To już moje czwarte wspólne dzierganie i czytanie.
Walczę dzielnie ze skończeniem tego szala już trzeci miesiąc i wreszcie widać koniec.
Jak nigdy robiąc co jakiś czas patrzyłam na motek ze zniecierpliwieniem ile jeszcze nitki zostało.
Wcześniej coś dziergając zastanawiałam się czy włóczki wystarczy do końca pracy.
Zdjęcie z wersją audio robione przed chwilą moteczek coraz mniejszy niż na zdjęciach wczorajszych w ogrodzie.
Mam nadzieję, że jeszcze dzisiaj zacznie rozciąganie i leżakowanie mój kokonik bo jutro bardzo mi się przyda.
---"GŁĘBOKIE RANY"---
Książka, która towarzyszyła mi podczas dziergania to bardzo ciekawy kryminał z tajemnicą w tle.
Dodam tylko, że miło by było zobaczyć jej wersję na ekranie.
Akcja rozgrywa się w ciekawych miejscach naszych rodzimych terenach także. Na zakończenie dodam ,że osoba, która narobiła zamieszania do końca była dla mnie tajemnicą.

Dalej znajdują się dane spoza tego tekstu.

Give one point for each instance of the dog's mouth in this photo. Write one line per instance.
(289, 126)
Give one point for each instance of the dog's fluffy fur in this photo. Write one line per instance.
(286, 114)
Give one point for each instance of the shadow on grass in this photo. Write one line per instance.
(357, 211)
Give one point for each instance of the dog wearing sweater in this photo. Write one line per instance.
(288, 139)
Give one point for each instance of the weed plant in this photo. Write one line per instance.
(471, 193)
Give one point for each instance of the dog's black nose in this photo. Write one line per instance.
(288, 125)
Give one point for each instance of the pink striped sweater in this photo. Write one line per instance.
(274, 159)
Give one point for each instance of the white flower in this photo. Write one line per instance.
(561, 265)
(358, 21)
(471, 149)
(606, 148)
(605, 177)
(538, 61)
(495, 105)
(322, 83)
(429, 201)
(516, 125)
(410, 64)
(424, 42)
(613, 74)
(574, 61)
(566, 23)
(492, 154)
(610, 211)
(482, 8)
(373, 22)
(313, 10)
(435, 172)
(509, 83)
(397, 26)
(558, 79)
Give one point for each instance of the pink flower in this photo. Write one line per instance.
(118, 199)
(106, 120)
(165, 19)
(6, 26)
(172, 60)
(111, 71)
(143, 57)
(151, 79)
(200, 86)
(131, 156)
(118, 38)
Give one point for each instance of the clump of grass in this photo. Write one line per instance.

Skończyłam czapkę dla córci w której dzielnie pozowała.
Trzy dni temu pokazała mi focio ze wskazaniem, że bardzo by ją chciała.
Poświeciłam na nią dwa wieczory bo przekładania drutów było sporo.
Zrobiona jest z włóczki z zawartością wełny 80% robiona podwójną nitką.
Wyszła bardzo fajna, a najważniejsze, że już jest w użyciu.
Pozdrawiam cieplutko wszystkich zaglądających.
Witam serdecznie nowych obserwatorów.
Wszystkiego dobrego w nadchodzącym 2015 roku.